Deep Cervical Fascia: in situObservation

Ming Zhang, MB, MMed, PhD

Department of Anatomy, University of Otago, P.O.Box913, 270 Great King Street, Dunedin 9054, New Zealand, Phone: +64 3 4797378, Fax: +64 3 4797254, email:

BACKGROUND In classical anatomic terms, cervical fascia includes superficial and deep cervical fascia. The deep cervical fascia is further divided into 3 layers: investing, pretracheal and prevertebral fasciae. However, “the cervical fasciae appear in a new form under the pen of each author who attempts to describe them" [1838; Malgaigne]. Such ambiguities are mainly due to the fact that fascia is traditionally viewed “as aggregations of connective tissue that are visible for the unaided eye to detect, allowing it to be dissected gross anatomically” and dissection is the main method of visualizing the fascia. The aim of this project was to systematically investigate the in situ3-dimensional architecture of the deep fascia in neck.

METHODS The necks of 13 cadavers were examined using a combination of sheet plastination and confocal microscopy techniques developed in our laboratory and compared to 9 processed by dissection. The sheet plastination technique preserves and fixes the cellular constituents of tissue in situ by removing lipids and water and replacing them with a curable polymer resin. Thin slices of tissue can then be examined by optical and confocal microscopy.

RESULTS We found that there was no anatomical demarcation between the superficial and deep cervical fasciae. Some layered fascial structures, such as the investing cervical fascia, described in previous studies were created by our dissection procedure and not seen in the plastination studies. We also found that the fascia-like structures examined in our study were closely associated with a muscular structure. For instance, the so-called investing cervical fascia was either the part of the aponeurosis of the platysma or the epimysium of the sternocleidomastoid and trapezius muscles (Figure 1). The nuchal ligament was either the decussated tendinous fibers of the trapezius or the epimysium of the deep posterior cervical muscles (Figure 2). Those muscular-origin fascia-like structures were often merged with the periosteum and dural mater (Figure 3).

CONCLUSIONS At different places, the cervical fascia presented as different types of the muscle-tendon-fascia-periosteum complex.
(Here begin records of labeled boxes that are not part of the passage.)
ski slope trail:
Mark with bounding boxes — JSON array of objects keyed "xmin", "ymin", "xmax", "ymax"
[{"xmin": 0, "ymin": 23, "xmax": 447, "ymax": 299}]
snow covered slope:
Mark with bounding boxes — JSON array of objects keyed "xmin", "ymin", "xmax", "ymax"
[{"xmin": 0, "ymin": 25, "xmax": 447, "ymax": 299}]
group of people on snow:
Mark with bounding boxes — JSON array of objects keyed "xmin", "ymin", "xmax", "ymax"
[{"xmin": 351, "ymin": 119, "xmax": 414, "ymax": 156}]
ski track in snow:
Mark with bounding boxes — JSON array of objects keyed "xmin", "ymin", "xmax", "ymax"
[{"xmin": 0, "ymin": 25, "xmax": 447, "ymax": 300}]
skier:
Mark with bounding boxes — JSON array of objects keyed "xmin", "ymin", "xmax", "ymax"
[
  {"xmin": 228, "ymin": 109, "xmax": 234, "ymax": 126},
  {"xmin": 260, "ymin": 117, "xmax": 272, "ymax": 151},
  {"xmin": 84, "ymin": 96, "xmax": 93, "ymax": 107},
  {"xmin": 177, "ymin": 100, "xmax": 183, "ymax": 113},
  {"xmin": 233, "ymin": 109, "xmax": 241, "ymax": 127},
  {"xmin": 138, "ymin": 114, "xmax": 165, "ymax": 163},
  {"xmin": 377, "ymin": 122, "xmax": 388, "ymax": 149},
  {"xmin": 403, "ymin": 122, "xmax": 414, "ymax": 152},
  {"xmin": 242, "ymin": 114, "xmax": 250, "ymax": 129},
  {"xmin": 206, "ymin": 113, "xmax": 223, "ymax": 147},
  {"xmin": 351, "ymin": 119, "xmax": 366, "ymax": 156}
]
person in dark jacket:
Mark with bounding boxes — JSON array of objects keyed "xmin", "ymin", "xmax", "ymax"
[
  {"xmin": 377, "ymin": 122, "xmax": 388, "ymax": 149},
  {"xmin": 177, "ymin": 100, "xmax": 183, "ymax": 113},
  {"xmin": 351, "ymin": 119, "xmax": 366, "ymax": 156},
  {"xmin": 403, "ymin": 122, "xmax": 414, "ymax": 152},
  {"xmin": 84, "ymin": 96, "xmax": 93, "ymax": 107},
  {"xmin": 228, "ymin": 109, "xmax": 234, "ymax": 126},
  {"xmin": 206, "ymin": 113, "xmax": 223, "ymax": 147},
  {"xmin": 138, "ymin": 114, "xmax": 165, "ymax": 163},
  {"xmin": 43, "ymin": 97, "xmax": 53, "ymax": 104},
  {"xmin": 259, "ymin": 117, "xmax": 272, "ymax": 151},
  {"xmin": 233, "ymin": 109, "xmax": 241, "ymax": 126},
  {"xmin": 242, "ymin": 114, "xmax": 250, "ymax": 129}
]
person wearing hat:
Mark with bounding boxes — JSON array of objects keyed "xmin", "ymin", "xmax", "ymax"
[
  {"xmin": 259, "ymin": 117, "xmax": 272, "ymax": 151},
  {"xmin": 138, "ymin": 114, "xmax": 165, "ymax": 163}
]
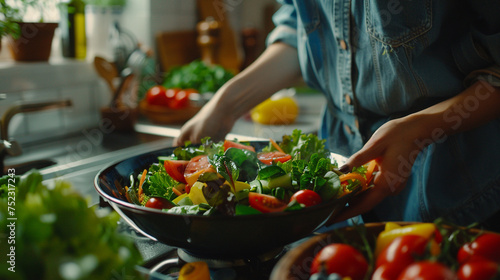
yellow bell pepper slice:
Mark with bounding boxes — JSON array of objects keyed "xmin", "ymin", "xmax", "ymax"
[
  {"xmin": 189, "ymin": 182, "xmax": 208, "ymax": 205},
  {"xmin": 178, "ymin": 261, "xmax": 210, "ymax": 280},
  {"xmin": 172, "ymin": 193, "xmax": 189, "ymax": 204},
  {"xmin": 234, "ymin": 181, "xmax": 250, "ymax": 192}
]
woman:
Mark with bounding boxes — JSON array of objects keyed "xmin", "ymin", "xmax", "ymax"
[{"xmin": 177, "ymin": 0, "xmax": 500, "ymax": 229}]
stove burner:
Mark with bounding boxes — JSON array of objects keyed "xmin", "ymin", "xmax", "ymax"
[
  {"xmin": 150, "ymin": 248, "xmax": 286, "ymax": 279},
  {"xmin": 177, "ymin": 248, "xmax": 284, "ymax": 268}
]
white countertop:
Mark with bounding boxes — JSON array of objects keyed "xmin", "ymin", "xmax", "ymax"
[{"xmin": 135, "ymin": 93, "xmax": 325, "ymax": 140}]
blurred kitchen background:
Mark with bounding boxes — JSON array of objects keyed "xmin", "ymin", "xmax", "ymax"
[
  {"xmin": 0, "ymin": 0, "xmax": 286, "ymax": 143},
  {"xmin": 0, "ymin": 0, "xmax": 324, "ymax": 184}
]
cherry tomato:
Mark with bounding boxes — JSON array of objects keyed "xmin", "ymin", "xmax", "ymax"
[
  {"xmin": 257, "ymin": 152, "xmax": 292, "ymax": 165},
  {"xmin": 290, "ymin": 190, "xmax": 321, "ymax": 207},
  {"xmin": 163, "ymin": 160, "xmax": 189, "ymax": 184},
  {"xmin": 398, "ymin": 261, "xmax": 457, "ymax": 280},
  {"xmin": 146, "ymin": 85, "xmax": 168, "ymax": 106},
  {"xmin": 375, "ymin": 234, "xmax": 428, "ymax": 279},
  {"xmin": 184, "ymin": 155, "xmax": 215, "ymax": 187},
  {"xmin": 457, "ymin": 233, "xmax": 500, "ymax": 264},
  {"xmin": 248, "ymin": 192, "xmax": 287, "ymax": 213},
  {"xmin": 371, "ymin": 263, "xmax": 404, "ymax": 280},
  {"xmin": 311, "ymin": 243, "xmax": 368, "ymax": 280},
  {"xmin": 145, "ymin": 196, "xmax": 174, "ymax": 209},
  {"xmin": 169, "ymin": 89, "xmax": 196, "ymax": 109},
  {"xmin": 457, "ymin": 258, "xmax": 500, "ymax": 280},
  {"xmin": 224, "ymin": 140, "xmax": 255, "ymax": 152}
]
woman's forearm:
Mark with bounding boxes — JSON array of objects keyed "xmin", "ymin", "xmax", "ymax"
[{"xmin": 402, "ymin": 81, "xmax": 500, "ymax": 148}]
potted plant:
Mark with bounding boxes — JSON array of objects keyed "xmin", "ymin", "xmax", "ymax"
[{"xmin": 0, "ymin": 0, "xmax": 59, "ymax": 61}]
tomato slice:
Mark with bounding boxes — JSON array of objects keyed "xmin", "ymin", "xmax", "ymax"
[
  {"xmin": 311, "ymin": 243, "xmax": 368, "ymax": 280},
  {"xmin": 248, "ymin": 192, "xmax": 287, "ymax": 213},
  {"xmin": 184, "ymin": 155, "xmax": 216, "ymax": 188},
  {"xmin": 290, "ymin": 190, "xmax": 321, "ymax": 207},
  {"xmin": 163, "ymin": 160, "xmax": 189, "ymax": 184},
  {"xmin": 146, "ymin": 85, "xmax": 168, "ymax": 106},
  {"xmin": 257, "ymin": 151, "xmax": 292, "ymax": 165},
  {"xmin": 457, "ymin": 233, "xmax": 500, "ymax": 264},
  {"xmin": 224, "ymin": 140, "xmax": 255, "ymax": 152},
  {"xmin": 398, "ymin": 261, "xmax": 457, "ymax": 280},
  {"xmin": 145, "ymin": 196, "xmax": 174, "ymax": 209}
]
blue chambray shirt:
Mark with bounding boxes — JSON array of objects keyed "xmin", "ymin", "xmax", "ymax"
[{"xmin": 268, "ymin": 0, "xmax": 500, "ymax": 228}]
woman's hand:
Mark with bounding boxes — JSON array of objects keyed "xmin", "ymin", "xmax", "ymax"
[
  {"xmin": 335, "ymin": 81, "xmax": 500, "ymax": 221},
  {"xmin": 336, "ymin": 115, "xmax": 425, "ymax": 221}
]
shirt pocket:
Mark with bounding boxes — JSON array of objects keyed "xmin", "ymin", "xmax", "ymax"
[
  {"xmin": 365, "ymin": 0, "xmax": 432, "ymax": 47},
  {"xmin": 296, "ymin": 0, "xmax": 320, "ymax": 34}
]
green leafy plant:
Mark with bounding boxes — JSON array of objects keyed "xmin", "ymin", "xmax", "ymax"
[
  {"xmin": 0, "ymin": 172, "xmax": 142, "ymax": 280},
  {"xmin": 0, "ymin": 0, "xmax": 20, "ymax": 38}
]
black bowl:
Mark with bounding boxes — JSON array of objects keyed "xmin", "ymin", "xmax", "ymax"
[{"xmin": 94, "ymin": 141, "xmax": 354, "ymax": 258}]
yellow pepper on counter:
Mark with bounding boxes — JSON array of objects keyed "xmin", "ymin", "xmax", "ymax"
[
  {"xmin": 375, "ymin": 222, "xmax": 440, "ymax": 256},
  {"xmin": 178, "ymin": 262, "xmax": 210, "ymax": 280}
]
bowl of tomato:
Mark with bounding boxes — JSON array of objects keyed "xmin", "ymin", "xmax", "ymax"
[
  {"xmin": 139, "ymin": 85, "xmax": 201, "ymax": 124},
  {"xmin": 271, "ymin": 221, "xmax": 500, "ymax": 280}
]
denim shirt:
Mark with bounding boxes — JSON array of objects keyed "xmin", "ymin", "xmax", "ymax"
[{"xmin": 268, "ymin": 0, "xmax": 500, "ymax": 228}]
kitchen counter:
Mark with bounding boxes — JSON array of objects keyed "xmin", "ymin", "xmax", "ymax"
[
  {"xmin": 136, "ymin": 93, "xmax": 325, "ymax": 140},
  {"xmin": 5, "ymin": 91, "xmax": 324, "ymax": 207}
]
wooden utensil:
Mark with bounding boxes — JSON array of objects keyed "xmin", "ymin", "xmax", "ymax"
[
  {"xmin": 94, "ymin": 56, "xmax": 118, "ymax": 93},
  {"xmin": 109, "ymin": 67, "xmax": 134, "ymax": 108}
]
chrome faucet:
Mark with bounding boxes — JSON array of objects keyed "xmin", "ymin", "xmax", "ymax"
[{"xmin": 0, "ymin": 100, "xmax": 73, "ymax": 175}]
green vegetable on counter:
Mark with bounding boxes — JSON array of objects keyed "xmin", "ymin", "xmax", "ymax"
[
  {"xmin": 163, "ymin": 60, "xmax": 234, "ymax": 93},
  {"xmin": 0, "ymin": 172, "xmax": 143, "ymax": 280}
]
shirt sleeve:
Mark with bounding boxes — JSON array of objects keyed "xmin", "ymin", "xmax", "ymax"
[
  {"xmin": 452, "ymin": 0, "xmax": 500, "ymax": 86},
  {"xmin": 266, "ymin": 0, "xmax": 297, "ymax": 48}
]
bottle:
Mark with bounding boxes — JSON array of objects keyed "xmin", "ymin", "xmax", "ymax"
[{"xmin": 59, "ymin": 0, "xmax": 87, "ymax": 59}]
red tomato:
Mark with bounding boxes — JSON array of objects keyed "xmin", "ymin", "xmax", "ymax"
[
  {"xmin": 224, "ymin": 140, "xmax": 255, "ymax": 152},
  {"xmin": 398, "ymin": 261, "xmax": 457, "ymax": 280},
  {"xmin": 257, "ymin": 152, "xmax": 292, "ymax": 165},
  {"xmin": 457, "ymin": 233, "xmax": 500, "ymax": 264},
  {"xmin": 184, "ymin": 155, "xmax": 215, "ymax": 188},
  {"xmin": 371, "ymin": 263, "xmax": 404, "ymax": 280},
  {"xmin": 457, "ymin": 259, "xmax": 500, "ymax": 280},
  {"xmin": 163, "ymin": 160, "xmax": 189, "ymax": 184},
  {"xmin": 290, "ymin": 190, "xmax": 321, "ymax": 207},
  {"xmin": 170, "ymin": 89, "xmax": 196, "ymax": 109},
  {"xmin": 146, "ymin": 85, "xmax": 168, "ymax": 106},
  {"xmin": 311, "ymin": 243, "xmax": 368, "ymax": 280},
  {"xmin": 145, "ymin": 197, "xmax": 174, "ymax": 209},
  {"xmin": 248, "ymin": 192, "xmax": 287, "ymax": 213},
  {"xmin": 375, "ymin": 234, "xmax": 428, "ymax": 279}
]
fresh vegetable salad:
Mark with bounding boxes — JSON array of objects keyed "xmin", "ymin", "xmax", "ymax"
[{"xmin": 126, "ymin": 130, "xmax": 375, "ymax": 216}]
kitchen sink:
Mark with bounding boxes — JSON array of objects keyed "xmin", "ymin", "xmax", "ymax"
[{"xmin": 5, "ymin": 128, "xmax": 173, "ymax": 205}]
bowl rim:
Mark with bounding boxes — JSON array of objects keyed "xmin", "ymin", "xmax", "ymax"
[{"xmin": 94, "ymin": 143, "xmax": 348, "ymax": 220}]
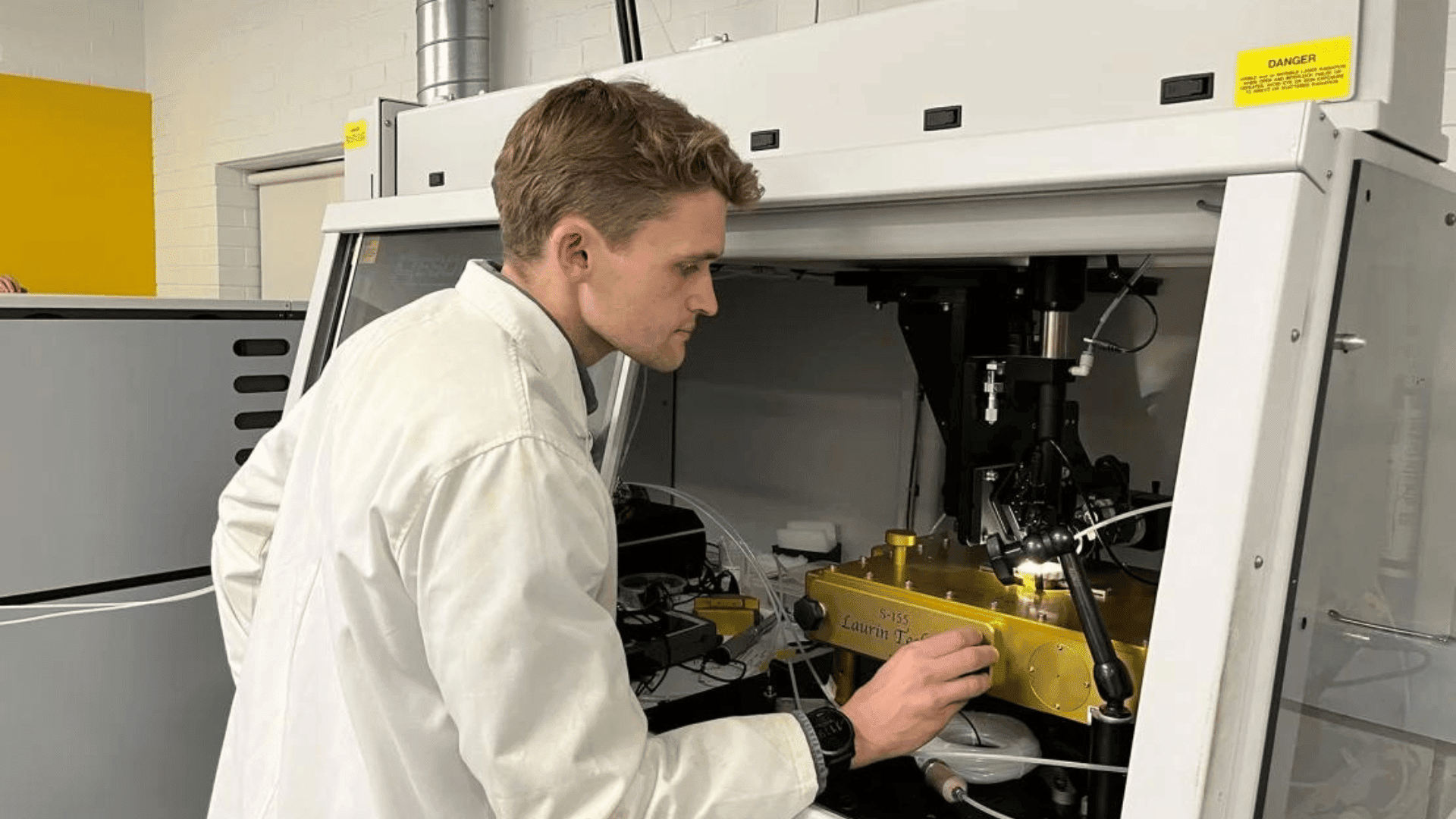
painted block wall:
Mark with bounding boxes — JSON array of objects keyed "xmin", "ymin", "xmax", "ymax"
[
  {"xmin": 133, "ymin": 0, "xmax": 1456, "ymax": 297},
  {"xmin": 146, "ymin": 0, "xmax": 415, "ymax": 299},
  {"xmin": 0, "ymin": 0, "xmax": 147, "ymax": 90},
  {"xmin": 0, "ymin": 0, "xmax": 155, "ymax": 296}
]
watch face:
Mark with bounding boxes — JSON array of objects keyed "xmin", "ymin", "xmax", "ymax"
[{"xmin": 810, "ymin": 708, "xmax": 855, "ymax": 756}]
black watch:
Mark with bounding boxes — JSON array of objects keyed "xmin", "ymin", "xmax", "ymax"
[{"xmin": 808, "ymin": 705, "xmax": 855, "ymax": 774}]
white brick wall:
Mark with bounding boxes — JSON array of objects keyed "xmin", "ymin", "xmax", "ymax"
[
  {"xmin": 0, "ymin": 0, "xmax": 147, "ymax": 90},
  {"xmin": 146, "ymin": 0, "xmax": 415, "ymax": 299},
  {"xmin": 1442, "ymin": 14, "xmax": 1456, "ymax": 168}
]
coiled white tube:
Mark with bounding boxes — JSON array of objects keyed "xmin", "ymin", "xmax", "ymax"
[{"xmin": 915, "ymin": 711, "xmax": 1041, "ymax": 786}]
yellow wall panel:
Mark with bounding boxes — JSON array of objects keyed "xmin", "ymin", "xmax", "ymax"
[{"xmin": 0, "ymin": 74, "xmax": 157, "ymax": 296}]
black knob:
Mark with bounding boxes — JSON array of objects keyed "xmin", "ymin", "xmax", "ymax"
[
  {"xmin": 986, "ymin": 535, "xmax": 1016, "ymax": 586},
  {"xmin": 793, "ymin": 596, "xmax": 827, "ymax": 631}
]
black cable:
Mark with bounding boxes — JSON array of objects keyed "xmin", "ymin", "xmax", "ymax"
[
  {"xmin": 682, "ymin": 661, "xmax": 748, "ymax": 682},
  {"xmin": 1095, "ymin": 532, "xmax": 1157, "ymax": 588},
  {"xmin": 1051, "ymin": 440, "xmax": 1157, "ymax": 588},
  {"xmin": 1087, "ymin": 284, "xmax": 1162, "ymax": 354},
  {"xmin": 905, "ymin": 381, "xmax": 924, "ymax": 529},
  {"xmin": 626, "ymin": 0, "xmax": 642, "ymax": 63},
  {"xmin": 958, "ymin": 711, "xmax": 986, "ymax": 748},
  {"xmin": 616, "ymin": 0, "xmax": 632, "ymax": 64},
  {"xmin": 1128, "ymin": 293, "xmax": 1160, "ymax": 353}
]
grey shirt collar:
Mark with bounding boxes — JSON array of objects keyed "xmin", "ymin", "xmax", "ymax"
[{"xmin": 476, "ymin": 259, "xmax": 597, "ymax": 416}]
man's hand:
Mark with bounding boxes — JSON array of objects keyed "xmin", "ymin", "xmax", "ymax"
[{"xmin": 845, "ymin": 625, "xmax": 997, "ymax": 768}]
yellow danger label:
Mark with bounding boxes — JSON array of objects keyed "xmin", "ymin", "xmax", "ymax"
[
  {"xmin": 344, "ymin": 120, "xmax": 369, "ymax": 150},
  {"xmin": 1233, "ymin": 36, "xmax": 1350, "ymax": 108}
]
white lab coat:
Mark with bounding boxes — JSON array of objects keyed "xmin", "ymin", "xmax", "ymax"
[{"xmin": 209, "ymin": 262, "xmax": 818, "ymax": 819}]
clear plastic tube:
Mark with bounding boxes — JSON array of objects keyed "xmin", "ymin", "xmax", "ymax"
[{"xmin": 0, "ymin": 585, "xmax": 212, "ymax": 626}]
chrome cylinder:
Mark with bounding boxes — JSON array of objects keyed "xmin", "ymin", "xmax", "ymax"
[
  {"xmin": 415, "ymin": 0, "xmax": 491, "ymax": 105},
  {"xmin": 1041, "ymin": 310, "xmax": 1076, "ymax": 359}
]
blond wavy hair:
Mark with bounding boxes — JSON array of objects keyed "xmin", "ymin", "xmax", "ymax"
[{"xmin": 491, "ymin": 77, "xmax": 763, "ymax": 262}]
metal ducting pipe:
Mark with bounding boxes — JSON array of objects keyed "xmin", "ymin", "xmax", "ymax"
[{"xmin": 415, "ymin": 0, "xmax": 491, "ymax": 105}]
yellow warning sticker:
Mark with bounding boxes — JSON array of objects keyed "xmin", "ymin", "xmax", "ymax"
[
  {"xmin": 1233, "ymin": 36, "xmax": 1351, "ymax": 108},
  {"xmin": 344, "ymin": 120, "xmax": 369, "ymax": 150}
]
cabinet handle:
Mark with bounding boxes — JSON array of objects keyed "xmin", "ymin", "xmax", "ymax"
[{"xmin": 1329, "ymin": 609, "xmax": 1456, "ymax": 645}]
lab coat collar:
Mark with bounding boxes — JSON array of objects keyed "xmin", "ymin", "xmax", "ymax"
[{"xmin": 456, "ymin": 259, "xmax": 597, "ymax": 416}]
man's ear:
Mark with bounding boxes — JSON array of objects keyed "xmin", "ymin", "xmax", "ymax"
[{"xmin": 546, "ymin": 214, "xmax": 601, "ymax": 281}]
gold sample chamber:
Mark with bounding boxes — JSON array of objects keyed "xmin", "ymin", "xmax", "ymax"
[{"xmin": 805, "ymin": 536, "xmax": 1155, "ymax": 723}]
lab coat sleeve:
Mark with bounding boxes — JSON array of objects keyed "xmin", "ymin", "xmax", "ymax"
[
  {"xmin": 397, "ymin": 438, "xmax": 818, "ymax": 819},
  {"xmin": 212, "ymin": 403, "xmax": 303, "ymax": 685}
]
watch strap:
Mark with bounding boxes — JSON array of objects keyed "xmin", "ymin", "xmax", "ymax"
[{"xmin": 792, "ymin": 711, "xmax": 828, "ymax": 792}]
The clinical puzzle that injection of local anaesthetics either in the subcutaneous tissue or under the investing fascia can provide a similarly effective cervical plexus block is explained by our novel finding that there is no so-called investing layer of the deep cervical fascia, thus the injection superficial or deep to the investing cervical fascia is in fact into the same area,The configuration of connective tissue in the cervical region is much more complicated than previously thought. The sub-regional connective tissue architecture warrants further investigation.